We count on the National Observer to report how they actually proceed, what weight environmental and climate change concerns have in the 'new' process..........and in particular, whether the full cycle of CO2 emissions guaranteed by this growth in tarsands access to global markets, is calculated into the environmental costs.

Exporting some of the emissions to the country dong the upgrading and refining might make us look good on paper..............but there is no paper that the eco-sphere about which the eco-sphere gives a hoot. Only when full cycle emissions are included in the cost-benefit analysis, will people who understand the global nature of climate change believe this industry dominated process is STARTING FROM ANYTHING RESSEMBLING SCRATCH.

According to the June 2016 CAPP's report, "Crude Oil Forecast, Markets and Transportation", on 'Major Existing and Proposed Crude Oil Pipelines Exiting the WCSB' (Table 4.1), if Trans Mountain, Line 3 and Keystone XL are built, there will be a total pipeline capacity to carry Western Canadian crude oil of more than 5.81 million barrels per day (Mb/d) when completed. The CAPP predicts that Canadian crude oil supply (that includes oil production and diluents imports) will reach 5.45 Mb/d in 2030. EnergyEast would had another 1.10 Mb/d to that overcapacity.

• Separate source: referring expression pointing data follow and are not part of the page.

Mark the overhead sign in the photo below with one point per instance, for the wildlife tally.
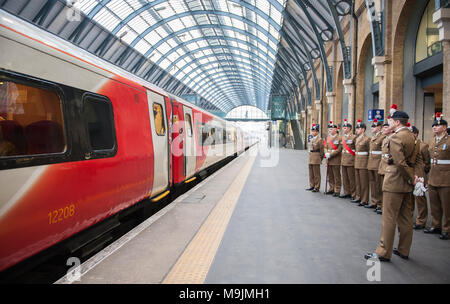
(278, 107)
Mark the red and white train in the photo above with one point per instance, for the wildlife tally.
(82, 140)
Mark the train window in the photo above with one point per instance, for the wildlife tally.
(31, 120)
(158, 114)
(99, 122)
(189, 124)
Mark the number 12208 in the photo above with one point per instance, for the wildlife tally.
(61, 214)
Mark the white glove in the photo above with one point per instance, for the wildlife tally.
(419, 189)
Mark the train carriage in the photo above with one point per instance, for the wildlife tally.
(81, 140)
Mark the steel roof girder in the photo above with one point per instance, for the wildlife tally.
(329, 77)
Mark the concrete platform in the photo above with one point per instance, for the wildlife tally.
(256, 224)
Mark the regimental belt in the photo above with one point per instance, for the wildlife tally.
(362, 153)
(347, 148)
(440, 161)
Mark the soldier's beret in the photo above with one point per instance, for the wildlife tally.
(376, 123)
(315, 127)
(347, 124)
(439, 120)
(331, 125)
(360, 124)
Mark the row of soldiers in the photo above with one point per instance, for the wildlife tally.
(388, 165)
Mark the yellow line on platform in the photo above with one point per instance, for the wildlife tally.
(193, 265)
(190, 180)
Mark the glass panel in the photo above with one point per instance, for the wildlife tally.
(189, 125)
(97, 114)
(428, 43)
(31, 120)
(159, 119)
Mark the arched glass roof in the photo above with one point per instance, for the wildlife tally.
(223, 50)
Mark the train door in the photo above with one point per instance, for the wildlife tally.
(158, 121)
(189, 151)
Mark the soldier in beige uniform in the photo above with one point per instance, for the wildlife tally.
(422, 171)
(373, 164)
(333, 152)
(362, 157)
(398, 185)
(387, 131)
(439, 181)
(348, 161)
(316, 154)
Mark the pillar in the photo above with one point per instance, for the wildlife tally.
(331, 97)
(349, 89)
(380, 62)
(318, 107)
(442, 18)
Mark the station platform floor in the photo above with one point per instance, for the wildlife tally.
(251, 223)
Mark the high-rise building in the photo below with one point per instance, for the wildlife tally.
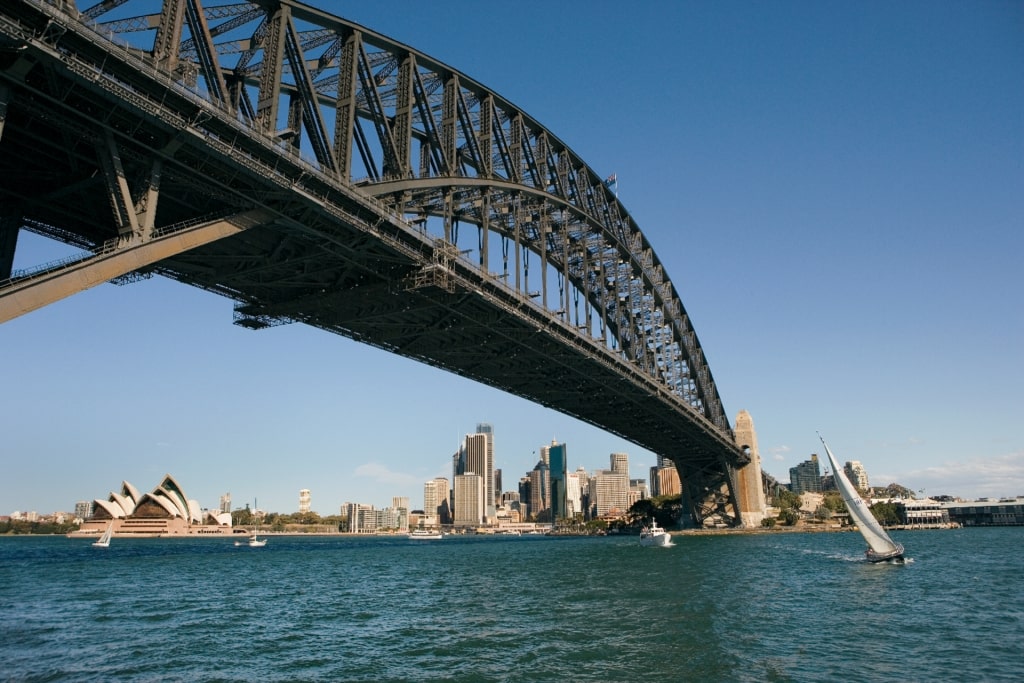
(579, 493)
(491, 491)
(540, 492)
(469, 500)
(435, 501)
(856, 473)
(558, 475)
(609, 494)
(665, 479)
(806, 476)
(750, 483)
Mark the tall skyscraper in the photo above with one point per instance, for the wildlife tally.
(806, 476)
(488, 472)
(609, 494)
(558, 473)
(469, 500)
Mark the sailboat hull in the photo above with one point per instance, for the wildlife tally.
(896, 555)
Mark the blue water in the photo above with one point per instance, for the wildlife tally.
(758, 607)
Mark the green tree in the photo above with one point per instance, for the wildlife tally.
(886, 513)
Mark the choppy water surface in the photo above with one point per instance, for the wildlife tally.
(758, 607)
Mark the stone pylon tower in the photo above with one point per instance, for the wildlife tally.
(750, 489)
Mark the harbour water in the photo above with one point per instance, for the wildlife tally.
(770, 606)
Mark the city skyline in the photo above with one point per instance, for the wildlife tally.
(835, 190)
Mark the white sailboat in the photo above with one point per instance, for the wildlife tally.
(254, 540)
(104, 540)
(881, 547)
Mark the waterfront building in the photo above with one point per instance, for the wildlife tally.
(558, 475)
(435, 502)
(540, 489)
(83, 509)
(638, 492)
(358, 517)
(806, 476)
(165, 511)
(469, 500)
(1005, 512)
(924, 512)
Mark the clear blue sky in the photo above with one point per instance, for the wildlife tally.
(836, 188)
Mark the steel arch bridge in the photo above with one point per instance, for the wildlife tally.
(315, 171)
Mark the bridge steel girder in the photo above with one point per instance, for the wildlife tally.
(356, 239)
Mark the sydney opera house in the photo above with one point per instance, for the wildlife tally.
(165, 511)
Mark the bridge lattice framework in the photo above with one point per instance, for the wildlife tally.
(315, 171)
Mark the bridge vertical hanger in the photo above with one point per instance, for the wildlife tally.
(403, 118)
(344, 108)
(450, 140)
(4, 99)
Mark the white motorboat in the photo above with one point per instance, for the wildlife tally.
(654, 536)
(104, 540)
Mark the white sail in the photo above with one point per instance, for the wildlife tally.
(104, 540)
(868, 525)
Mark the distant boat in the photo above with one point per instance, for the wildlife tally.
(654, 536)
(104, 540)
(425, 535)
(880, 547)
(254, 540)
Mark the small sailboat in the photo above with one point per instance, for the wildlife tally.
(880, 547)
(654, 536)
(254, 540)
(104, 540)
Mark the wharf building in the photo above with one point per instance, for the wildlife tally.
(165, 511)
(750, 482)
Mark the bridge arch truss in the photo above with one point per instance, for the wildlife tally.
(453, 200)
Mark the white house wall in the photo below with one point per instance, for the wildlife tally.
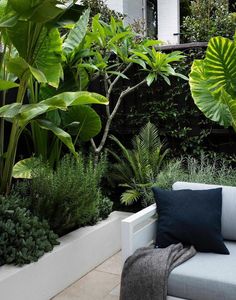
(134, 10)
(168, 21)
(116, 5)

One of the main argument to proceed with EnergyEast is that it would bring Western Canadian crude oil to refineries in Eastern Canada. Refineries in Ontario are already supplied with Western Canada crude. Refineries in Quebec get the majority of their crude from the U.S. and Western Canada via Line 9, and a smaller quantity by rail and oil tankers. The Irving refinery in N.B. used to get 2/3 of their crude mostly by rail from the U.S. and Western Canada, but recently went back to imports from foreign countries due to the availability of cheap easy to refine light crude on the international market (Fraser/Bloomberg News, Aug. 20, 2015: "Canada's Largest Refinery Shifts from Bakken Shale Oil to Brent Crudes").
Foreign markets other than the U.S. for Western Canada heavy crude oil are practically inexistent (at around 0.8% of Canada's total crude oil production), even if Canadian oil producers have the possibility to export their crude to foreign countries using U.S. port facilities (Globe and Mail, Nov. 02, 2014: "Oil Sands Crude Reaching Europe, Asia").
Finally, the International Energy Agency (IEA), the World Bank and Bank of England have already warned of the serious risk climate action poses to trillions of dollars of fossil fuel investments. The think-thank Carbon Tracker has estimated that over $1 trillion of oil investments and $280 billion of gas investments would be left uneconomic if the world's governments succeed in their pledge to limit global warming to 2ºC (The Guardian, July 09, 2015: "Fossil fuel firms risk wasting billions by ignoring climate change, says IEA").
Restarting the revue of the EnergyEast pipeline project is a waste of time and money for everybody.